- Kuhi Kheyl Location within Iran
- Coordinates: 36°41′19″N 52°54′40″E﻿ / ﻿36.68861°N 52.91111°E
- Country: Iran
- Province: Mazandaran
- County: Juybar
- District: Gil Khuran
- Established as a city: 2004
- Elevation: 5–50 m (16–164 ft)

Population (2016)
- • Total: 2,242
- Time zone: UTC+3:30 (IRST)
- Area code: 0124

= Kuhi Kheyl =

City in Mazandaran province, Iran

Kuhi Kheyl (كوهي خيل) (Note: Also romanized as Kūhī Kheyl and Kūhīkheyl) is a city in, and the capital of, Gil Khuran District in Juybar County, Mazandaran province, Iran. It was the capital of Gil Khuran Rural District (Note: Renamed Chapakrud Rural District and Chapakrud-e Sharqi Rural District) until its capital was transferred to the village of Kord Kola.
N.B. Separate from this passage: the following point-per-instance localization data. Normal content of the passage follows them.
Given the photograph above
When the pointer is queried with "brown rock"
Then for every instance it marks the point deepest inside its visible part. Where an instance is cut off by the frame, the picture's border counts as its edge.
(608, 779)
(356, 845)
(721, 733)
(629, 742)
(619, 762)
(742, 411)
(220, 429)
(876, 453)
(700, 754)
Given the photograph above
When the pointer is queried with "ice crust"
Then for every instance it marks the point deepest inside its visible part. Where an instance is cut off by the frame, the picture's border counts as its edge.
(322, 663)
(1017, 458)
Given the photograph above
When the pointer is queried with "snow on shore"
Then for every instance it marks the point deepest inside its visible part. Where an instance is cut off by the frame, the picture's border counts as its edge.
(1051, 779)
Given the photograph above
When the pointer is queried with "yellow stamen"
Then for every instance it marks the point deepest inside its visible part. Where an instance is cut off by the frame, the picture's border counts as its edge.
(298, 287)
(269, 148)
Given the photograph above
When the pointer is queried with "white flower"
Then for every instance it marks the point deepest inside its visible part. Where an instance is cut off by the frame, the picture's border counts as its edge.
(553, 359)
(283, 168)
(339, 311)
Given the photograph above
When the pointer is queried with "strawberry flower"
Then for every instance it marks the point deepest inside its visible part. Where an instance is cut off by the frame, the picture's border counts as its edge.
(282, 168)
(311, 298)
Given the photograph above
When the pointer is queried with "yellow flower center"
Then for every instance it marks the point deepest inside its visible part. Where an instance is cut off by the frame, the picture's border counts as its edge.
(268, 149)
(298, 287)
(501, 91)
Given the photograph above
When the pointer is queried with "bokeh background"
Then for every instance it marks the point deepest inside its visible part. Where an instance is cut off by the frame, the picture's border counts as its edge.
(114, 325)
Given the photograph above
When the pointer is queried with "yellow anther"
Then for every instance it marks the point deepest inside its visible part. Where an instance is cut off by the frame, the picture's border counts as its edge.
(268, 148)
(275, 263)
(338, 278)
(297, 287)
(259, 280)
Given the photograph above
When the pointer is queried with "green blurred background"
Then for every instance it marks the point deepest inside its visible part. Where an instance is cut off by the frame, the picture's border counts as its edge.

The village of Kuhi Kheyl was converted to a city in 2004.

==Demographics==
===Population===
At the time of the 2006 National Census, the city's population was 1,939 in 499 households. The following census in 2011 counted 2,061 people in 608 households. The 2016 census measured the population of the city as 2,242 people in 736 households.